13. The process of claim 12 wherein the water is in the form of liquid water or steam.
14. The process of claim 12 wherein the admixture is a residual oil feedstock--liquid water emulsion.
15. The process of claim 12 wherein the admixture is a residual oil feedstock--steam foam.
16. A delayed coking process for the conversion of a residual oil feedstock comprising carbon residue to produce coke, hydrocarbon liquid and gas, the process comprising the steps of:
a. measuring an amount of carbon residue in the residual oil feedstock according to ASTM D-4530 and measuring an amount of residual oil feedstock,
b. admixing with the residual oil feedstock: water in an amount of 10 wt % to 70 wt % and a hydrogen donor gas selected from the group consisting of hydrogen, methane, carbon monoxide, synthesis gas and mixtures thereof in an amount of 0.01 wt % to 1 wt % to produce an admixture,
subjecting the admixture to delayed coking reaction conditions;
thereby yielding coke in an amount of less than 1.6 times the amount of carbon residue in the residual oil feedstock and gas in an amount less than 10 wt % of the amount of residual oil feedstock.

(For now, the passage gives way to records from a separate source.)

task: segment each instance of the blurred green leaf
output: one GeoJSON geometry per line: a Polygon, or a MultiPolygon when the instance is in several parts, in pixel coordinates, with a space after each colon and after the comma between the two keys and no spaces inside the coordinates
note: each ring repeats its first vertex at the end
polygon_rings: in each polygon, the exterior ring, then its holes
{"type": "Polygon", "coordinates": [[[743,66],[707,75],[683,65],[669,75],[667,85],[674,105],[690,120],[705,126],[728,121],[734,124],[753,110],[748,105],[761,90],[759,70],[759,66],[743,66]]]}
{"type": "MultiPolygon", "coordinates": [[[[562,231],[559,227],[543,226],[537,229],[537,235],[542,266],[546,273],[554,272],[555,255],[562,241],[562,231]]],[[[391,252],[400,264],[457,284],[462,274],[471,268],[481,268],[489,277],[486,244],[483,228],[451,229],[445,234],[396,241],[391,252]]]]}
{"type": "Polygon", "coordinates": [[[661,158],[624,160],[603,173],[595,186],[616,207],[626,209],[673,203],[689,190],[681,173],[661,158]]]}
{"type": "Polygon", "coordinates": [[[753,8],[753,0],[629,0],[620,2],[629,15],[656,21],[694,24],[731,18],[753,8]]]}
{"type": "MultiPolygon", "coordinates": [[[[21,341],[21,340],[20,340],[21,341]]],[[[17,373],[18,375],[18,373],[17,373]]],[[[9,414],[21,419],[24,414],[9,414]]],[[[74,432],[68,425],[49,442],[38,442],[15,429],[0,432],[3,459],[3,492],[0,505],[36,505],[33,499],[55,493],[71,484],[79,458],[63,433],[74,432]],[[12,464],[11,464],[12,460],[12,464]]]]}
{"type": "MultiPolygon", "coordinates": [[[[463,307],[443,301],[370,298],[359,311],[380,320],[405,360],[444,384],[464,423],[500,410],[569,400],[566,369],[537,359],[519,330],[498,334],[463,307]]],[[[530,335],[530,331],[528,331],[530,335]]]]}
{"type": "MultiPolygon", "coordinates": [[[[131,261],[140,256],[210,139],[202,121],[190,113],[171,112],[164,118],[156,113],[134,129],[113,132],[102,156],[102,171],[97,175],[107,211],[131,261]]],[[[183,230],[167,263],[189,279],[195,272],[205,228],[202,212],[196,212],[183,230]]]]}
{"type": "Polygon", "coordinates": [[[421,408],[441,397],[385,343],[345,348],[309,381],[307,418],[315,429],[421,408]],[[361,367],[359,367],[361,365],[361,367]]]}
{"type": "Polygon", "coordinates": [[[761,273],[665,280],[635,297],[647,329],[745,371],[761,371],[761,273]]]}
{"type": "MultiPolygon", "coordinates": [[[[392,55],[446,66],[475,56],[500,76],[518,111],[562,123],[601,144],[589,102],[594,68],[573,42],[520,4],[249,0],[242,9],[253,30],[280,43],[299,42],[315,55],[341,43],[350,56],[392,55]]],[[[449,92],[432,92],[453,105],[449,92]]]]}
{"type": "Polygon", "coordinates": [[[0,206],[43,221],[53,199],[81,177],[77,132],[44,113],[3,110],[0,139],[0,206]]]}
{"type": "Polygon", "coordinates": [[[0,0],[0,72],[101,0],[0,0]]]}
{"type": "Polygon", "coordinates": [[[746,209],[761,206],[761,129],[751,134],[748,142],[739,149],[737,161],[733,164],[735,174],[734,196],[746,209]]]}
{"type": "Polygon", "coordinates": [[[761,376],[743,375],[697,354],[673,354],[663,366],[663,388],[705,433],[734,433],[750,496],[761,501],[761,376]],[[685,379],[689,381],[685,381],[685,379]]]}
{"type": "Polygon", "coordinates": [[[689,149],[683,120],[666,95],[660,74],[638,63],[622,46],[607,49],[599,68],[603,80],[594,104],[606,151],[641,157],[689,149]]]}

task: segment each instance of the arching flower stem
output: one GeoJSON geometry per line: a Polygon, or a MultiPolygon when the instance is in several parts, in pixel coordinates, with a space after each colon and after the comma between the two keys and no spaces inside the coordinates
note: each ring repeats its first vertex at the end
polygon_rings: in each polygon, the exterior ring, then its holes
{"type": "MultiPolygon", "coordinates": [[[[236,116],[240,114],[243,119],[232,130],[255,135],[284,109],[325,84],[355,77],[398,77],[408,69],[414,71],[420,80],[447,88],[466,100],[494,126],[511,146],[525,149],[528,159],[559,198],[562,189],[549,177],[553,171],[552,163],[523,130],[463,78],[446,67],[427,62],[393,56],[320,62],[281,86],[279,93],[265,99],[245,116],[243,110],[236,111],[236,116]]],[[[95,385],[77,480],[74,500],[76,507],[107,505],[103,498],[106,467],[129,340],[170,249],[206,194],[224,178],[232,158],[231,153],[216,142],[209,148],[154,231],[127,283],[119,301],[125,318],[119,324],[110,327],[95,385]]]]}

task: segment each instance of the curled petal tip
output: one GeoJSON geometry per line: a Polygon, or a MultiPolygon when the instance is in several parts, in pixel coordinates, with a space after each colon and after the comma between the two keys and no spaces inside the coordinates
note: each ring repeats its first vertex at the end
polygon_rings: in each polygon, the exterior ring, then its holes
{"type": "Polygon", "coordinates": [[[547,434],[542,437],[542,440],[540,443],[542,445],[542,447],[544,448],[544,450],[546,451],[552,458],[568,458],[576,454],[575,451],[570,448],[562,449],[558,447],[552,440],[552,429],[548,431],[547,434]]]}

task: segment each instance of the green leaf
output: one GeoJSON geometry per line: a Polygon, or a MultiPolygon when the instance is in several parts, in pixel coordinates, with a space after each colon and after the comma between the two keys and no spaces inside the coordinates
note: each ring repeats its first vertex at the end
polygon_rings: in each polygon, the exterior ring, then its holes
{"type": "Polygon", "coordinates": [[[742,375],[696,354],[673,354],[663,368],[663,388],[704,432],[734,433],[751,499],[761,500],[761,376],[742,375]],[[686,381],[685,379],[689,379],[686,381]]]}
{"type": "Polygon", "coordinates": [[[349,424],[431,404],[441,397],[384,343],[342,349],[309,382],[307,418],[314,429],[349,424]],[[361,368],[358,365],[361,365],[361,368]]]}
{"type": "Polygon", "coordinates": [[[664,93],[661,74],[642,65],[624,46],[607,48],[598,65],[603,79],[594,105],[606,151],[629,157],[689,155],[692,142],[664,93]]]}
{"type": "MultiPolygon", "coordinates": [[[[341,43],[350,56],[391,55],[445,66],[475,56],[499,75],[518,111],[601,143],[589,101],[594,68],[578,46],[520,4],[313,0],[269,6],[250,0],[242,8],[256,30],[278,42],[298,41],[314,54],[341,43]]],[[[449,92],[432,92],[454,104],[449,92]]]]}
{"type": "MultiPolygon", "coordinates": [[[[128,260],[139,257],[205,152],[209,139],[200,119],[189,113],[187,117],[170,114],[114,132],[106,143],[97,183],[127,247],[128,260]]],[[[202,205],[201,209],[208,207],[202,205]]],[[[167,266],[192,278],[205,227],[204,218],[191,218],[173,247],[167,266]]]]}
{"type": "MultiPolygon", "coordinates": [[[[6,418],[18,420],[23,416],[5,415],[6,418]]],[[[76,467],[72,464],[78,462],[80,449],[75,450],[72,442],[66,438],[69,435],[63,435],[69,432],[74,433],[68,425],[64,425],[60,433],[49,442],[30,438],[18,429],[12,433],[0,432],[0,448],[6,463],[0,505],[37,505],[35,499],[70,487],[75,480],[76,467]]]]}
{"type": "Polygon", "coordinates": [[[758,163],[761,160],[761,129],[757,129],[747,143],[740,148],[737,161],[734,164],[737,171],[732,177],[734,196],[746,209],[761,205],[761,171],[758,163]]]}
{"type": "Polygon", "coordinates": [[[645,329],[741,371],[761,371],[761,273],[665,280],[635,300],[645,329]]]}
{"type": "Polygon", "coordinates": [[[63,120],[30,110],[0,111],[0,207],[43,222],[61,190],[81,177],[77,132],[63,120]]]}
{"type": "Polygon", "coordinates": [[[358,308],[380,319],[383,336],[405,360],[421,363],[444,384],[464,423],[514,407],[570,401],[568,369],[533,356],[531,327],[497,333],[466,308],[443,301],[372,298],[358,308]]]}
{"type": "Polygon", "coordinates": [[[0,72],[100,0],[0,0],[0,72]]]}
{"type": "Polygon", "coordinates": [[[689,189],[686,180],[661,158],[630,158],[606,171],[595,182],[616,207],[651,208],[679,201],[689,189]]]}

17. The process of claim 16 wherein the water is in the form of liquid water or steam.
18. The process of claim 16 wherein the admixture is a residual oil feedstock--steam foam.
19. The process of claim 16 wherein the admixture is a residual oil feedstock--liquid water emulsion.
20. The process of claim 16 wherein the hydrogen donor gas is methane.
21. The process of claim 16 wherein the hydrogen donor gas is hydrogen.
22. The process of claim 16 wherein the hydrogen donor gas is synthesis gas.